CT continues to flex its muscles as a tool for predicting heart disease risk, in large measure due to its prowess for coronary artery calcium scoring. In JAMA, a new paper found CT-derived CAC scores to be more effective in predicting coronary heart disease than genetic scores when added to traditional risk scoring.
Traditional risk scoring – based on factors such as cholesterol levels, blood pressure, and smoking status – has done a good job of directing cholesterol-lowering statin therapy to people at risk of future cardiac events. But these scores still provide an imprecise estimate of coronary heart disease risk.
Two relatively new tools for improving CHD risk prediction are CAC scoring from CT scans and polygenic risk factors, based on genetic variants that could predispose people toward heart disease. But the impact of either of these tools (or both together) when added to traditional risk scoring hasn’t been investigated.
To answer this question, researchers analyzed the impact of both types of scoring on participants in the Multi-Ethnic Study of Atherosclerosis (1,991 people) and the Rotterdam Study (1,217 people). CHD risk was predicted based on both CAC and PRS and then compared to actual CHD events over the long term.
They also tracked how accurate both tools were in reclassifying people into different risk categories (higher than 7.5% risk calls for statins). Findings included:
- Both CAC scores and PRS were effective in predicting 10-year risk of CHD in the MESA dataset (HR=2.60 for CAC score, HR=1.43 for PRS). Scores were slightly lower but similar in the Rotterdam Study
- The C statistic was higher for CAC scoring than PRS (0.76 vs. 0.69; 0.7 indicates a “good” model and 0.8 a “strong” model)

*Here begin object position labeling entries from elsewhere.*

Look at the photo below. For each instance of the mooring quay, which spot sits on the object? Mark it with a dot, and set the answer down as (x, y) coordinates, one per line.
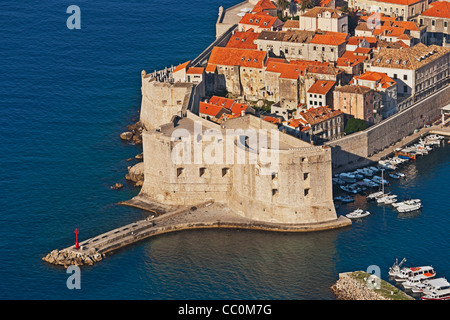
(163, 220)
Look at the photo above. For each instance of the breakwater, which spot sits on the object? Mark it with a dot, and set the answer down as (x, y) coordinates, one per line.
(358, 286)
(164, 220)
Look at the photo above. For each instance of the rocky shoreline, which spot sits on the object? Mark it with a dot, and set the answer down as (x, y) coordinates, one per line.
(69, 257)
(353, 286)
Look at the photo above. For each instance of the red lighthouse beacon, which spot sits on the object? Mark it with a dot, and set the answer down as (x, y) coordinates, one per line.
(77, 245)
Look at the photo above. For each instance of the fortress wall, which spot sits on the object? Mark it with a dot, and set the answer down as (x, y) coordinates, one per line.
(162, 100)
(404, 123)
(355, 148)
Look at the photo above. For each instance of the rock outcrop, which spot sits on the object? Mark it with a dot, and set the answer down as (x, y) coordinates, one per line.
(70, 257)
(136, 174)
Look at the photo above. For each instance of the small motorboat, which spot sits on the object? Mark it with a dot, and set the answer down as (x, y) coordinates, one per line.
(358, 213)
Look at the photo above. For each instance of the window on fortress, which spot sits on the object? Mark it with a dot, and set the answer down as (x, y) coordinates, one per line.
(225, 171)
(306, 192)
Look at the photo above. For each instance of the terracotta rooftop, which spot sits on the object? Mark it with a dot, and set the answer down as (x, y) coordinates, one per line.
(286, 70)
(388, 31)
(327, 39)
(317, 115)
(211, 109)
(195, 70)
(181, 66)
(334, 13)
(357, 89)
(260, 20)
(230, 104)
(237, 57)
(410, 58)
(440, 9)
(321, 87)
(243, 40)
(293, 24)
(263, 5)
(378, 77)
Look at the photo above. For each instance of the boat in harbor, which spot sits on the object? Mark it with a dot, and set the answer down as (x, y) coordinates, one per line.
(407, 202)
(413, 281)
(358, 213)
(375, 195)
(408, 207)
(408, 273)
(387, 199)
(395, 269)
(437, 295)
(428, 286)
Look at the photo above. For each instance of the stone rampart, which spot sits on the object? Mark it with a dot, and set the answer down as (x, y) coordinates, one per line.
(357, 147)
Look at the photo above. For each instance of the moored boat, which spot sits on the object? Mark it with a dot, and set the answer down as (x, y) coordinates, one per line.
(358, 213)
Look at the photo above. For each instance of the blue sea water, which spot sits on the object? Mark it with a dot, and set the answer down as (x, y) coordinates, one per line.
(66, 95)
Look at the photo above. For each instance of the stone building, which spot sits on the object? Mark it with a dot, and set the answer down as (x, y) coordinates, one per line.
(359, 102)
(259, 22)
(383, 84)
(402, 9)
(417, 70)
(325, 19)
(320, 94)
(437, 20)
(238, 71)
(284, 180)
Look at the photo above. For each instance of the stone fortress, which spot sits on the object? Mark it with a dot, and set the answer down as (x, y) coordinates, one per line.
(292, 187)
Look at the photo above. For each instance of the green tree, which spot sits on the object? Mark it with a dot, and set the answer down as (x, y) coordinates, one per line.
(355, 125)
(307, 4)
(282, 5)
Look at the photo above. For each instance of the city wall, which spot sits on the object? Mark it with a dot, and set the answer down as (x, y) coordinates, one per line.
(355, 148)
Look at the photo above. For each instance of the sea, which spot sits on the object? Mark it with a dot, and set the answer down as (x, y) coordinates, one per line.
(67, 94)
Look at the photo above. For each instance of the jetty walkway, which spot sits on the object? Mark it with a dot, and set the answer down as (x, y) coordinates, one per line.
(170, 219)
(439, 129)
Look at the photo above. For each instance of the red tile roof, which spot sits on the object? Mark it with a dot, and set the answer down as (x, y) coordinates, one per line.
(321, 87)
(243, 40)
(264, 5)
(195, 70)
(230, 104)
(260, 20)
(181, 66)
(237, 57)
(209, 109)
(316, 115)
(327, 39)
(286, 70)
(439, 9)
(378, 77)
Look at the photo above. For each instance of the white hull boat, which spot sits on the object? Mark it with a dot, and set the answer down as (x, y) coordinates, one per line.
(358, 213)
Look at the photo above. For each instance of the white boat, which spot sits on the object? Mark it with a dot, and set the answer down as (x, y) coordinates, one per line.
(407, 273)
(347, 199)
(395, 269)
(437, 295)
(375, 195)
(407, 202)
(350, 189)
(405, 207)
(358, 213)
(427, 286)
(388, 199)
(413, 281)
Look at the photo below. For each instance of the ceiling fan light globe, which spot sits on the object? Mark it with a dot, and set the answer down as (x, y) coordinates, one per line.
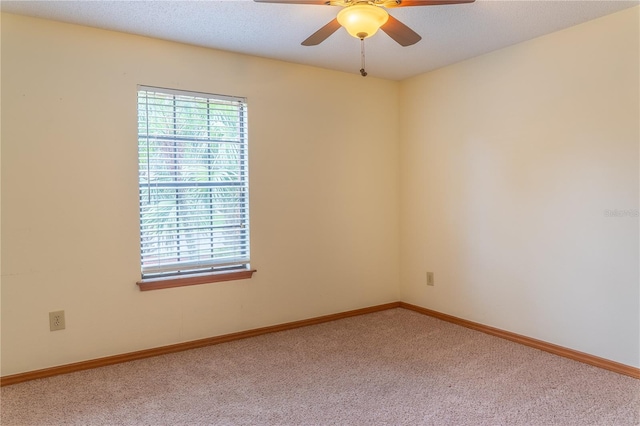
(362, 19)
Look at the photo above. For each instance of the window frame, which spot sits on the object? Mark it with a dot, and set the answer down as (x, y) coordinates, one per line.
(211, 270)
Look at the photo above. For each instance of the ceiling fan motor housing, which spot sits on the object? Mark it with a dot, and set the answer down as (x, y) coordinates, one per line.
(362, 20)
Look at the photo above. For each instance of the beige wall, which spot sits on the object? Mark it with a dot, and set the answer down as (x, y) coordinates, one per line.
(324, 200)
(509, 161)
(498, 168)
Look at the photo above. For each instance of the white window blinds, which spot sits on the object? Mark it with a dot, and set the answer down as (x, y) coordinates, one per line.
(193, 174)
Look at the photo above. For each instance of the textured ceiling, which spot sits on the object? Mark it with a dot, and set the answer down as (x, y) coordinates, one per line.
(449, 33)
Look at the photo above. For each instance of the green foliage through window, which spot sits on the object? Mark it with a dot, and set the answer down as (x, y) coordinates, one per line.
(193, 175)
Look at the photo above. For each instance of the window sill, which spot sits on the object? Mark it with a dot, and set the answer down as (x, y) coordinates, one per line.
(160, 283)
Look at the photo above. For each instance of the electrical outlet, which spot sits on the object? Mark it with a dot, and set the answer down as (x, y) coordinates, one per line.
(56, 320)
(430, 279)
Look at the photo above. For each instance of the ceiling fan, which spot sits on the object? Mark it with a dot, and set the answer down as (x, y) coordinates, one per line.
(363, 18)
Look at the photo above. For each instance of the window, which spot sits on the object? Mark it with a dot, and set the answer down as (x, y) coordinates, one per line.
(194, 187)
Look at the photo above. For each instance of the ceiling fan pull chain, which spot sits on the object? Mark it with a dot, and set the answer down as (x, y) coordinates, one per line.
(362, 71)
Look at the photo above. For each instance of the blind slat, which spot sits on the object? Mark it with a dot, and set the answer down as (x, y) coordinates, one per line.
(193, 177)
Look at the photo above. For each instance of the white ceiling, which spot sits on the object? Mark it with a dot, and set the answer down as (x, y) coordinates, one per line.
(449, 33)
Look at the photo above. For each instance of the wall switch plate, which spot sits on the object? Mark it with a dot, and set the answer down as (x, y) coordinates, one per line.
(430, 279)
(56, 320)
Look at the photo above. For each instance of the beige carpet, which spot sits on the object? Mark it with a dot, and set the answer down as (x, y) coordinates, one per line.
(395, 367)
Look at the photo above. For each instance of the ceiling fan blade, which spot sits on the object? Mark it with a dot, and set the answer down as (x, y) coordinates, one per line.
(322, 34)
(404, 3)
(321, 2)
(398, 31)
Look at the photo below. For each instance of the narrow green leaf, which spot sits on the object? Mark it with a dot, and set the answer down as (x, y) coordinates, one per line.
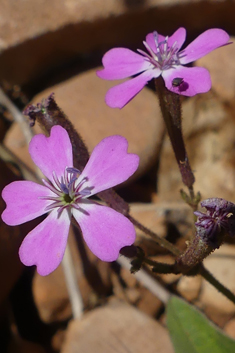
(192, 332)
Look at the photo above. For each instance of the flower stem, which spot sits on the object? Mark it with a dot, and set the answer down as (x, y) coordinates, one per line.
(72, 284)
(160, 241)
(171, 110)
(215, 283)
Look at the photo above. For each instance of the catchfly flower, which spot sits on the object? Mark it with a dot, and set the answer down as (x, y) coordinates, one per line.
(163, 57)
(66, 193)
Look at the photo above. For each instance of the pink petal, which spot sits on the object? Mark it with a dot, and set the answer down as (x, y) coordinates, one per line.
(204, 44)
(121, 63)
(109, 164)
(178, 36)
(45, 245)
(52, 154)
(104, 230)
(196, 80)
(24, 203)
(120, 95)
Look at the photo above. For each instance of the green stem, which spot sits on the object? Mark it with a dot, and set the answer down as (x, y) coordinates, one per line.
(215, 283)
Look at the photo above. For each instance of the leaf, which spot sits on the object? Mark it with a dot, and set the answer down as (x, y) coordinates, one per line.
(192, 332)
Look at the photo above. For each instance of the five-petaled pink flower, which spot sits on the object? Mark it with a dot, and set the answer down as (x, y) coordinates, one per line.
(65, 194)
(163, 58)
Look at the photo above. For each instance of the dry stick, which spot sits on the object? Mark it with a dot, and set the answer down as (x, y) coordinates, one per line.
(150, 283)
(67, 262)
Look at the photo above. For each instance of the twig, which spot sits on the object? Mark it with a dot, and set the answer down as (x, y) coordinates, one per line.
(151, 284)
(72, 285)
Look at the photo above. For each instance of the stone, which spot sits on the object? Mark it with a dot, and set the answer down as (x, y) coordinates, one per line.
(221, 65)
(221, 265)
(116, 327)
(82, 100)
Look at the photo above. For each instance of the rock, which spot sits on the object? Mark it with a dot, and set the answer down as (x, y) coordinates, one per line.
(220, 264)
(221, 65)
(82, 100)
(116, 327)
(189, 287)
(209, 137)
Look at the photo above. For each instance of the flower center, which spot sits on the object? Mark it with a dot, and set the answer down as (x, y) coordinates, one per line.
(164, 57)
(67, 192)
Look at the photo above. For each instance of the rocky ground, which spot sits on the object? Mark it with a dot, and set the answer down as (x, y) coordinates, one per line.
(57, 46)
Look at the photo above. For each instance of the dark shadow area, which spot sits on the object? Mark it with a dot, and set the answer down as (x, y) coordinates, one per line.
(135, 3)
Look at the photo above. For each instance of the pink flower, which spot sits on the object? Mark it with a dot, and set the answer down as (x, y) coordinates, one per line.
(163, 58)
(65, 194)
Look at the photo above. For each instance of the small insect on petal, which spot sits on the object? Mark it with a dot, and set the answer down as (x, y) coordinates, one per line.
(177, 81)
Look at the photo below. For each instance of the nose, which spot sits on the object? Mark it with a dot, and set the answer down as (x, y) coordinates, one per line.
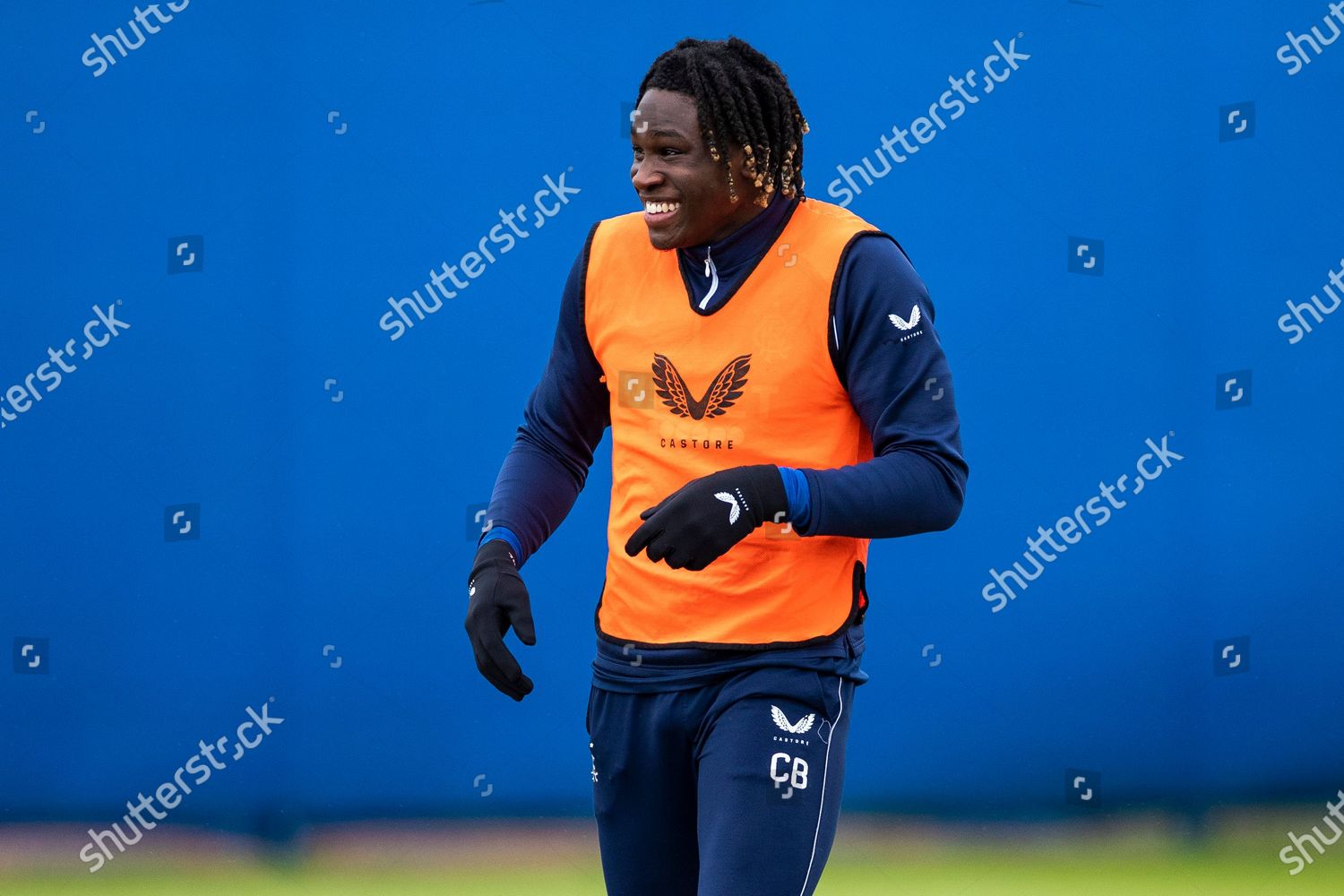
(645, 175)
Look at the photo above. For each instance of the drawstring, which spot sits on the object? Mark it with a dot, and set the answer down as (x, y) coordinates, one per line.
(710, 271)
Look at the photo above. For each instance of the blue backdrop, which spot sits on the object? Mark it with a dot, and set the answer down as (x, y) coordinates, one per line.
(253, 492)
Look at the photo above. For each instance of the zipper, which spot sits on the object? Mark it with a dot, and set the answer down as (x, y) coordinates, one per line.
(710, 271)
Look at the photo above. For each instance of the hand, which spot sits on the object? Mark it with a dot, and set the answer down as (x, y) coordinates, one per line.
(496, 599)
(698, 522)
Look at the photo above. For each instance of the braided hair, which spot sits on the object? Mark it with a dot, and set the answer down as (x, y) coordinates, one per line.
(745, 99)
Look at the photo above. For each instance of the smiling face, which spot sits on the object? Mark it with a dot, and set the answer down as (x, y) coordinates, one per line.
(683, 188)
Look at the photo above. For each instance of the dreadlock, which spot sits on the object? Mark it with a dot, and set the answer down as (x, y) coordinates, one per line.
(744, 99)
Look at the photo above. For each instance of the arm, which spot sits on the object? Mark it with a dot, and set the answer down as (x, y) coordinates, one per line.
(562, 425)
(902, 392)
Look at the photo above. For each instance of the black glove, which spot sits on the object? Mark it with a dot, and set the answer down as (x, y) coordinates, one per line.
(497, 598)
(698, 522)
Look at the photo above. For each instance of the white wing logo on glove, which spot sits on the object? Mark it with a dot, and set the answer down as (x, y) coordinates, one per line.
(803, 726)
(900, 323)
(736, 511)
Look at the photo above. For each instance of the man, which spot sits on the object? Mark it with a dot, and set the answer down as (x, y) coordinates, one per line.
(777, 397)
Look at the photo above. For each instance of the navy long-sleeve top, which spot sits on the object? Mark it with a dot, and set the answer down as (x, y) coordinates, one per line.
(889, 359)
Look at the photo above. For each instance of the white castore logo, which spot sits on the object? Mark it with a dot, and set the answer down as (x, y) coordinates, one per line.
(734, 512)
(801, 727)
(900, 323)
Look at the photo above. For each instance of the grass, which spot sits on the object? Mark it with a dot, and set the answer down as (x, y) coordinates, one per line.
(1102, 864)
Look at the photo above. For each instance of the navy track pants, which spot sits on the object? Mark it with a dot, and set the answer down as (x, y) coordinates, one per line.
(728, 788)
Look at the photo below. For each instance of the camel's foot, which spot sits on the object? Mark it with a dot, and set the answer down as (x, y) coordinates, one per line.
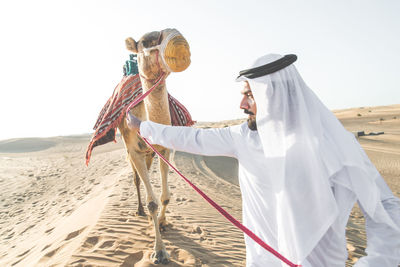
(163, 224)
(140, 211)
(152, 207)
(160, 256)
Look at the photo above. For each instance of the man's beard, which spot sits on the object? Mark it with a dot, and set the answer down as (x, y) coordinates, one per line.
(251, 121)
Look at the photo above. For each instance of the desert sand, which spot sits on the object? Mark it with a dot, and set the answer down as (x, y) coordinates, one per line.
(55, 211)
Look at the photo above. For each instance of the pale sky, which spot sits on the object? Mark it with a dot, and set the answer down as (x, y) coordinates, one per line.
(60, 60)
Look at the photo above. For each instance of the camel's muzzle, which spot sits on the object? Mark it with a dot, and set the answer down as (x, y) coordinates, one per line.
(177, 52)
(174, 51)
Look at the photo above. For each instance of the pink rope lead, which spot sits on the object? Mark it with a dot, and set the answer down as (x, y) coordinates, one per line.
(225, 213)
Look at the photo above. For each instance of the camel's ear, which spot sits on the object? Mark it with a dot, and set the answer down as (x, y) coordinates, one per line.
(131, 45)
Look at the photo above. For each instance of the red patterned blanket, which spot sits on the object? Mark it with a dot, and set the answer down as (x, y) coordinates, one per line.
(115, 108)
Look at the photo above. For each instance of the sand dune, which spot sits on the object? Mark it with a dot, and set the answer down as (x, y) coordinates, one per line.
(55, 211)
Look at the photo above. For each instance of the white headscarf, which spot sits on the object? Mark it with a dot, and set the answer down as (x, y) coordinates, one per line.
(305, 145)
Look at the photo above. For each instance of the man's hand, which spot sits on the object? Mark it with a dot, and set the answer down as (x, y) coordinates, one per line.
(133, 122)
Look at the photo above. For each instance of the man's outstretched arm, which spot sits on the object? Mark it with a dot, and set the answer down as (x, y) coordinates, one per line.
(210, 142)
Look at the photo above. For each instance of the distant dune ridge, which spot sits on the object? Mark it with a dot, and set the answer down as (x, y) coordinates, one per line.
(55, 211)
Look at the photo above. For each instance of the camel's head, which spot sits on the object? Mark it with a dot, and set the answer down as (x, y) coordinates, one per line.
(164, 51)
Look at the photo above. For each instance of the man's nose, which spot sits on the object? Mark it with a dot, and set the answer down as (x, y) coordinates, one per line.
(244, 104)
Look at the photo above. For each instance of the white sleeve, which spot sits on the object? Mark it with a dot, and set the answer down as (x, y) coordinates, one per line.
(208, 142)
(383, 243)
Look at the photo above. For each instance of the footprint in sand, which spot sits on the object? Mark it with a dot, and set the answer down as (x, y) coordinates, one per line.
(132, 259)
(74, 234)
(91, 242)
(107, 244)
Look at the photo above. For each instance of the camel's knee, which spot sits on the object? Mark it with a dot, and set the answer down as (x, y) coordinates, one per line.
(152, 207)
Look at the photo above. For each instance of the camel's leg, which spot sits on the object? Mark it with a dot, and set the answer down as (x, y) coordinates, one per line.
(136, 179)
(160, 254)
(165, 194)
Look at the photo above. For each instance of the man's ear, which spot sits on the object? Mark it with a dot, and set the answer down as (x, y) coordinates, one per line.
(131, 45)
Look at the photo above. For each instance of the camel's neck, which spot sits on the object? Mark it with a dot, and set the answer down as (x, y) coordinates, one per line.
(156, 102)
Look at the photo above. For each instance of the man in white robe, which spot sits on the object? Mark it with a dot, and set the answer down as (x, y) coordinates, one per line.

- The improved accuracy in reclassifying patient risk was statistically significant when CAC was added to traditional factors (half of study participants moved into the high-risk group), but not when PRS was added
This study adds to the growing body of evidence supporting cardiac CT as a prognostic tool for heart disease, and reinforces CT’s prowess in the heart. The findings also support the growing chorus in favor of using CT as a screening tool in cases of intermediate or uncertain risk for future heart disease.